OTTAWA — The Supreme Court of Canada has rejected the federal government's bid to have former Guantanamo Bay prisoner Omar Khadr declared an adult offender.
It was the third time Khadr's case has been before the high court, and the third time the justices have ruled in his favour.
The latest case centred on whether the eight-year war-crimes sentence Khadr was given by a U.S. military commission in 2010 ought to be interpreted as a youth or adult sentence.
The federal government has consistently branded Khadr a hardened terrorist, arguing that he was really given five concurrent eight-year terms for each of his five war crimes — a conclusion the high court abruptly rejected.
In a rare ruling from the bench just minutes after the hearing ended, Chief Justice Beverley McLachlin dismissed the appeal, saying Khadr did not receive five concurrent sentences and that his time should be served in a provincial facility.
After almost 13 years in custody, the 28-year-old Khadr was released on bail last week while he appeals his U.S. conviction, which has drawn fierce criticism from legal and human rights experts.

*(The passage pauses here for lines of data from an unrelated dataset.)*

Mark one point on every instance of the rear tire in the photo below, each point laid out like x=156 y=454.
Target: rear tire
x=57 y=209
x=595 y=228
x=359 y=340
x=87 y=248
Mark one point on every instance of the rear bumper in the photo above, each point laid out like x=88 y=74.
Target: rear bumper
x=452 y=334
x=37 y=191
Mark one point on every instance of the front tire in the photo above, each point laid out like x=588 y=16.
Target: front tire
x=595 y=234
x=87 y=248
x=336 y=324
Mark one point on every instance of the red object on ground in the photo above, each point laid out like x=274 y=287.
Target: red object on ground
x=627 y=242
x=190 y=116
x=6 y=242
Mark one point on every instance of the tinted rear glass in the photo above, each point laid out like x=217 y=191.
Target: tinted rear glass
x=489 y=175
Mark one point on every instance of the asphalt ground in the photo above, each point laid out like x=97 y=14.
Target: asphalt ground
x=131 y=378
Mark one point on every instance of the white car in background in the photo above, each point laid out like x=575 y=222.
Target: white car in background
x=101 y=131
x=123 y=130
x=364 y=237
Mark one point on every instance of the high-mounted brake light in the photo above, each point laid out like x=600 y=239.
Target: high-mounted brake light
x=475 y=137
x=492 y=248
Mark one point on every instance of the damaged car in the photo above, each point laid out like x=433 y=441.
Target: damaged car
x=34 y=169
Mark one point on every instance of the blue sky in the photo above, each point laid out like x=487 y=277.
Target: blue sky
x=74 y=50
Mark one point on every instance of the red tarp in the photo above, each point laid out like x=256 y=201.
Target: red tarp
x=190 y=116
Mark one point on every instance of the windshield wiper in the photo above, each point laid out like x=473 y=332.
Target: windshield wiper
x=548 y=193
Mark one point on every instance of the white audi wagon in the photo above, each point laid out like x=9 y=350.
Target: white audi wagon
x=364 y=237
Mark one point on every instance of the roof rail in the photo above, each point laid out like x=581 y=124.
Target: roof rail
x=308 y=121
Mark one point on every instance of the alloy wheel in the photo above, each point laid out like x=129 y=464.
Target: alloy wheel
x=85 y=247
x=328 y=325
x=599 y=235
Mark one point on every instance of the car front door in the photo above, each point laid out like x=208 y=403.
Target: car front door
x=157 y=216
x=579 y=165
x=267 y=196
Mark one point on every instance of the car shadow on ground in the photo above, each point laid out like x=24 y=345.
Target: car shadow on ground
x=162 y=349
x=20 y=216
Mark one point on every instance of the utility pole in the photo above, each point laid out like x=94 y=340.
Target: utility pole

Khadr was 15 when he threw the grenade that killed U.S. Sgt. Christopher Speer during a firefight in Afghanistan in July 2002.
Canada has extradition relations with some 83 countries, all of whom want assurances that an offender transferred here will serve their intended sentence, Department of Justice lawyer Sharlene Telles-Langdon argued during the hearing.
Several members of the panel challenged Telles-Langdon during her 50-minute oral argument before a packed courtroom.
"We can't slice and dice the eight years," said Justice Marshall Rothstein.
Compared with the mandatory adult sentence for first-degree murder, which is life behind bars with no parole eligibility for 25 years, "eight years for first-degree murder would be a youth sentence," Justice Andromache Karakastanis added.
Justice Rosalie Abella wondered aloud whether the U.S. government actually views Khadr's sentences as being concurrent. The only party that seems to take that view, Abella said, is the Canadian government.
Abella asked Telles-Langdon whether she considers eight years to be a youth sentence. Yes, the lawyer replied.
"Then, isn't that the end of the story?" Abella said.
Khadr's sentence is not open to interpretation, his lawyer Nate Whitling argued before the court. A concurrent sentence is without precedent in U.S. military procedure, and not supported in Canadian law, Whitling said.
"It is one sentence for eight years, and that is undisputed," he argued.
Khadr's lawyers say the Harper government is simply being vindictive as it pursues its tough-on-terror, tough-on-crime agenda prior to a fall election.
While the government concedes the sentence for the most serious charge — the murder of an American special forces soldier — can only be considered a youth sentence, it argued the other four, including attempted murder, must be viewed as adult sentences.
No provisions exist for an inmate to serve both youth and adult sentences at the same time, so Ottawa classified him as an adult offender when he transferred to Canada from Guantanamo Bay in September 2012 under an international treaty to serve out his punishment.
The federal government is bound by United Nations conventions that Canada has signed that protect the rights of the child and children in armed conflict, argued Fannie Lafontaine, a lawyer for Amnesty International, which was granted intervener status in the case.
The Canadian Civil Liberties Association, which has also intervened in the case, said Canada as consistently taken a heavy-handed approach towards Khadr.
The Supreme Court has taken up Khadr's case twice before, and sided with him both times.
In 2008, the court ruled Canadian officials had acted illegally by sharing intelligence information about him with his U.S. captors.
In 2010, the top court declared that Ottawa had violated Khadr's constitutional rights when Canadian agents interrogated him in Guantanamo Bay despite knowing he had been abused beforehand.